Sharon Schweitzer, an international etiquette expert, author, and founder of Protocol & Etiquette Worldwide, offers these tips to make this Thanksgiving the best ever.
– Seating Plan & Place Cards: As the host, keep the cast of family, friends, distant relatives, neighbors, and old friends in line with a seating plan. Seat introverts next to out-going guests and elders adjacent to youngsters. It’s acceptable to split married couples but not newlyweds. Place cards may range from simple and handmade to fancy.
– Conversation Starters: As the host (hostess), you want the attitude of gratitude at your table and to keep the conversation flowing smoothly. Plan interesting conversation starters for your guests. For example, ‘What are you grateful for this year?’ Other examples include upcoming or past travel, musical events, bestselling books, newly released movies, food, sports and holiday memories.
– Prying Questions: Prying, personal questions can push all the wrong buttons. Two of the most popular offending questions continue to be: “Are you seeing anyone yet?” and “When are you going to give me grandkids?” Be prepared, and respond with humor so the questioner doesn’t sense a weak spot. ‘I avoid visiting about private topics at delicious holiday meals with more interesting things to discuss.’
– Politics: Just say ‘no’ to conversations about politics and the presidential election season.
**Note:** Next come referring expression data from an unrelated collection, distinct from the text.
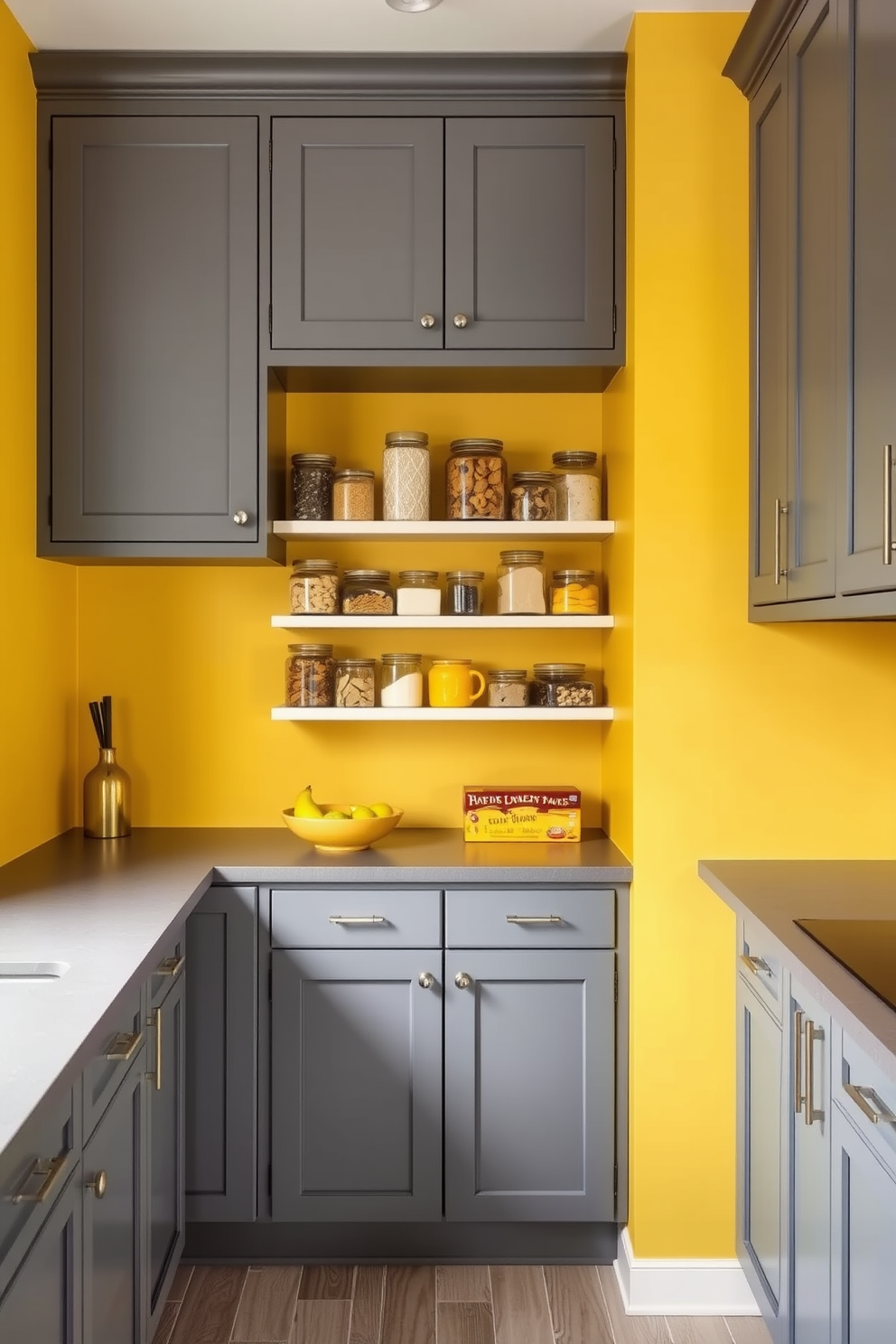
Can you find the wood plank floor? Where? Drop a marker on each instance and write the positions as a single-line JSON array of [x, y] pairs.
[[418, 1304]]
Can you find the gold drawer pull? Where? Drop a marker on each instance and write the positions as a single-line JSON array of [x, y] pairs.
[[124, 1044], [49, 1171]]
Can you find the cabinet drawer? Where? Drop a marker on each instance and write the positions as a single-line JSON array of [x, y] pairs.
[[356, 917], [513, 917], [113, 1059]]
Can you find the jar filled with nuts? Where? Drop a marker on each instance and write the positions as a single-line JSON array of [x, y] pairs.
[[313, 588], [476, 479], [309, 677]]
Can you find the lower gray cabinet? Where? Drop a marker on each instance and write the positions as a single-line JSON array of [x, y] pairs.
[[356, 1085], [529, 1099]]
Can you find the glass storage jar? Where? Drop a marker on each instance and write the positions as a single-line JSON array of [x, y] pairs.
[[309, 677], [574, 593], [400, 680], [313, 487], [313, 588], [521, 583], [355, 686], [463, 592], [418, 593], [508, 688], [406, 476], [578, 484], [367, 593], [534, 498], [562, 686], [353, 496], [476, 480]]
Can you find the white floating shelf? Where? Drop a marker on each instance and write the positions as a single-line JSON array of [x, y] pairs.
[[380, 715], [441, 531]]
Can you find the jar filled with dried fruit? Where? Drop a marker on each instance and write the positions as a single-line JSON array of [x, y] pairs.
[[355, 688], [313, 487], [367, 593], [476, 479], [311, 677], [313, 588]]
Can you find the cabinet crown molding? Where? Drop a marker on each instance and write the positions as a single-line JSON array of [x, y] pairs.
[[328, 76]]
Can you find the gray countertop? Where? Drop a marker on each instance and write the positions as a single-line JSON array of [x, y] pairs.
[[105, 908], [777, 891]]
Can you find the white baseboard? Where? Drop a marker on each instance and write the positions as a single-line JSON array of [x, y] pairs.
[[681, 1286]]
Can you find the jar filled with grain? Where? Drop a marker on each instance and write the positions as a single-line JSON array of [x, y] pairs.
[[534, 498], [476, 480], [313, 588], [406, 476], [578, 484], [313, 487], [521, 583], [367, 593], [353, 496], [309, 677], [355, 685]]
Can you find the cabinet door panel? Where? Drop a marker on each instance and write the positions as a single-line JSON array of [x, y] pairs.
[[356, 1065], [154, 328], [529, 233], [529, 1096]]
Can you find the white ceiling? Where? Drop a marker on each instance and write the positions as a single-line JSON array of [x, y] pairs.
[[339, 24]]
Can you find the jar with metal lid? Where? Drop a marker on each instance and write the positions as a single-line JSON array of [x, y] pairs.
[[355, 685], [574, 593], [309, 677], [353, 496], [534, 498], [313, 588], [367, 593], [406, 476], [400, 680], [521, 583], [476, 480], [463, 592], [508, 688], [313, 487], [418, 593], [562, 686], [578, 484]]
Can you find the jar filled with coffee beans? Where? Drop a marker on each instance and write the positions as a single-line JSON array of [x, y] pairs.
[[311, 677]]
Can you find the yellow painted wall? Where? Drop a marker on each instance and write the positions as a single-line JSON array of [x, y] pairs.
[[38, 598]]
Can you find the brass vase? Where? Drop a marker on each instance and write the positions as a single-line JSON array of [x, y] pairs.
[[107, 798]]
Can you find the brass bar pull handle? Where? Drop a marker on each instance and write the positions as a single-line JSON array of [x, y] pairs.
[[877, 1113], [124, 1044], [49, 1171]]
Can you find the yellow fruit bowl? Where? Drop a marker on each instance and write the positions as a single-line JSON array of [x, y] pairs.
[[338, 836]]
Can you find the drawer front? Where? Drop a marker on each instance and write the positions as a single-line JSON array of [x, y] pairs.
[[356, 917], [117, 1051], [867, 1096], [518, 917]]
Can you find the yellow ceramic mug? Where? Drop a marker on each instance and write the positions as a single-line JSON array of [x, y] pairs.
[[452, 685]]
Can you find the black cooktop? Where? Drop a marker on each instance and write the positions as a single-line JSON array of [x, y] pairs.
[[867, 947]]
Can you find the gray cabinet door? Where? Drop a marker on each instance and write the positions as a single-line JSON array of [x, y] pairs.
[[356, 233], [356, 1087], [863, 565], [165, 1148], [529, 233], [154, 328], [222, 1076], [113, 1217], [529, 1087], [864, 1236], [762, 1164], [42, 1304]]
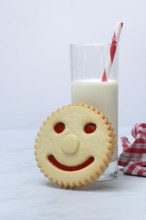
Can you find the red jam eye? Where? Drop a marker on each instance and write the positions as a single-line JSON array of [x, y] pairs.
[[90, 128], [59, 127]]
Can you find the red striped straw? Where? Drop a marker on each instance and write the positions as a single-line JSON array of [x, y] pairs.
[[113, 48]]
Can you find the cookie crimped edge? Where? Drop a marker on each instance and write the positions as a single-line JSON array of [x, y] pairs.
[[108, 155]]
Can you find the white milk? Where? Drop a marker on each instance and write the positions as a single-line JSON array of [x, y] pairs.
[[103, 95]]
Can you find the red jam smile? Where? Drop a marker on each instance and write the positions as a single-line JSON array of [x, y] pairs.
[[57, 164]]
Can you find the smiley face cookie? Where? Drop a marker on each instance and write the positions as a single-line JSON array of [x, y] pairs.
[[75, 145]]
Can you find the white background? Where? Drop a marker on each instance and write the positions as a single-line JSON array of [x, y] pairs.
[[35, 62]]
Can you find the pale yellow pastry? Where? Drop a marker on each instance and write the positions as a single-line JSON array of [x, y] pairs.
[[75, 145]]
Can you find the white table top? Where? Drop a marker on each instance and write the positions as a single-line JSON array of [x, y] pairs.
[[26, 194]]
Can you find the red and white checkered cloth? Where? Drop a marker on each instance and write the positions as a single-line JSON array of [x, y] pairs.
[[133, 157]]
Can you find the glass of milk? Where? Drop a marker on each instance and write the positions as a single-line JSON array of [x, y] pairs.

Of course, avoiding Clinton-Kaine or Trump-Pence talk may be difficult just two weeks post-election, but biting your tongue may be a good idea if you don’t want to start a political brawl when everyone should be enjoying perfectly roasted turkey. Do be up to date on current events, but avoid topics that fall under politics, religion or sex.
– Rogue Guest: All hosts know the possibility of something going sideways exists when family, friends, and alcohol are involved during high-stress holidays. If a guest goes rogue, ranting about politics or family drama, be prepared with an immediate change to a safe topic like Aunt Lynn’s cranberry relish recipe or Uncle Ted’s sage dressing. If they continue unabated, politely ask if you can speak to them privately. When out of earshot and eyesight of other guests, acknowledge their concerns and advise them Thanksgiving isn’t the time or place. There’s no need to embarrass them in front of family and friends.
– Toasting: As a host making a toast to the table, you can briefly reconfirm conversation no-no’s. Toasting etiquette states the entire table is welcome to drink. If you are toasted as a guest or host, do not raise your glass and drink. It’s like clapping for yourself. While clinking is fun, the preferred approach is to raise your glass, make eye contact and then take a sip. Finally, remember the three B’s of toasting: Begin, Be Brief and Be Seated.
– Know the Schedule of Events: As the host, set a Thanksgiving Day schedule so you and your guests may plan their day, and avoid chaos. As a visitor, ask in advance about the schedule so you may plan accordingly. If you arrive at 12, is dinner served at 1:00 or 3:00 p.m.? This allows you to plan to visit other friends and family, and avoid too much ‘together time.’
– Games & Activities: Physical activity is a great stress-reliever. As the host, plan a number of outside activities for your guests. Encourage them to engage in a flag football or soccer game, rake leaves or go on a neighborhood walk. Outdoor board games are always a hit with children and adults alike.